T 2156/13 () of 5.7.2018

Summary of Facts and Submissions

I. The applicant lodged an appeal against the decision of the examining division refusing European patent application No. 06839255.4 on the basis of Article 54(1) and (2) EPC (main request and second auxiliary request then on file) and on the basis of Article 56 EPC (first and third auxiliary requests then on file).
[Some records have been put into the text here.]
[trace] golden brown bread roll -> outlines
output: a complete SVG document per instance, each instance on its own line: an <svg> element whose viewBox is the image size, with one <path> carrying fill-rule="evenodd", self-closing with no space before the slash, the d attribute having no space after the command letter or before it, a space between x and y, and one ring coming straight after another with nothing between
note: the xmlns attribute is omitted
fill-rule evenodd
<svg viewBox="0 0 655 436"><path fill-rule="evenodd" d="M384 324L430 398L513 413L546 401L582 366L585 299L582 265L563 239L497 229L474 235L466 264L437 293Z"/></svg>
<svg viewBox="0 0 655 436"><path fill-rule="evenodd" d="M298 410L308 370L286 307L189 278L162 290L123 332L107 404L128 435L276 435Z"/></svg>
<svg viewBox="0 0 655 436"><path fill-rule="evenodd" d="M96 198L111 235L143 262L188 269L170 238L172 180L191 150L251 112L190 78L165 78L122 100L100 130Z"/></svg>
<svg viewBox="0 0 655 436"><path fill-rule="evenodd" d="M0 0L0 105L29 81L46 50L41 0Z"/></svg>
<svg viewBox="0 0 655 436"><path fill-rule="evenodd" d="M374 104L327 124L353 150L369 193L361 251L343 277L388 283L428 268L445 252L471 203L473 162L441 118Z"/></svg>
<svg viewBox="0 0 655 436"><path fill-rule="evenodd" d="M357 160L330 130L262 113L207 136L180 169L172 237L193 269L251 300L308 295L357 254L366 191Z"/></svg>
A fourth auxiliary request, filed during the oral proceedings, was not admitted into the proceedings under Rule 137(5) EPC.

II. With the statement setting out the grounds of appeal, the applicant filed sets of claims according to a main request and to first to third auxiliary requests, identical, respectively, to the sets of claims according to the main request and the first to third auxiliary requests underlying the appealed decision.

III. In response to the summons to oral proceedings, the appellant filed, with letter of 30 May 2018, amended claims according to a new main request and to new first to fifth auxiliary requests.

IV. Oral proceedings were held on 5 July 2018.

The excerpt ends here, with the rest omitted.